Against the backdrop of the recent land cracking and sinking issues in Joshimath, a plea has been filed in the Supreme Court raising the failure of Centre and state governments in assessing the "carrying capacity or bearing capacity" of the ecological fragile Indian Himalayan region

New Delhi: Against the backdrop of the recent land cracking and sinking issues in Joshimath, a plea has been filed in the Supreme Court raising the failure of Centre and state governments in assessing the "carrying capacity or bearing capacity" of the ecological fragile Indian Himalayan region.

The plea claimed this region, which is spread across 13 states/Union Territories (UTs), is facing issues of unsustainable and hydrologically disastrous constructions - home stays, hotels, and commercial accommodations -- hydropower projects and unregulated tourism, which has allegedly collapsed the drainage and waste management system.

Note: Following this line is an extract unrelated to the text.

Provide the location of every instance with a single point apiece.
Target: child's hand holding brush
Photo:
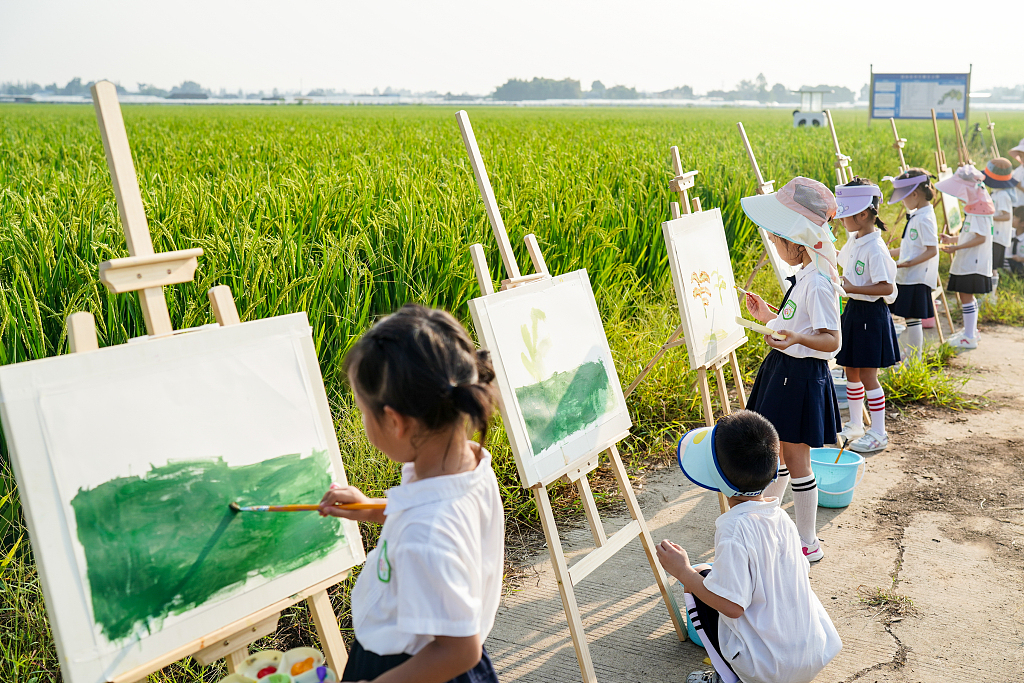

The plea filed by Ashok Kumar Raghav, which was argued by advocate Akash Vashishtha before a bench headed by Chief Justice of India D.Y. Chandrachud, said the governments -- in the Indian Himalayan Region, spread across 13 states/UTs --have failed in preparing and implementing the master plans/tourism plans/lay-out/area development/zonal plans, and also failed to the "carrying capacity or bearing capacity of ecologically fragile areas," which is home to nearly 50 million people.

The region includes: Uttarakhand, Himachal Pradesh, Jammu & Kashmir, Ladakh, West Bengal, Assam, Meghalaya, Manipur, Mizoram, Sikkim, Nagaland, Tripura and Arunachal Pradesh.

The plea said, "Carrying or bearing capacity of the ecologically fragile areas, hill stations, and highly visited areas in hills is necessary as the same would inter alia determine how much can a given place bear the load of human population or human intervention and the extent of infrastructure projects could be permitted, given its geological/tectonic/seismic position, water resources available, food, habitat, air quality and other resources."

It further added that due to non-existent carrying/bearing capacity studies, grave geological hazards in the form of landslides, land subsidence, land cracking and sinking issues such as that in Joshimath and previously as flash floods/glacial bursts in Kedarnath (2013) and Chamoli (2021), are being witnessed and serious ecological and environmental depredation is taking place in the hills.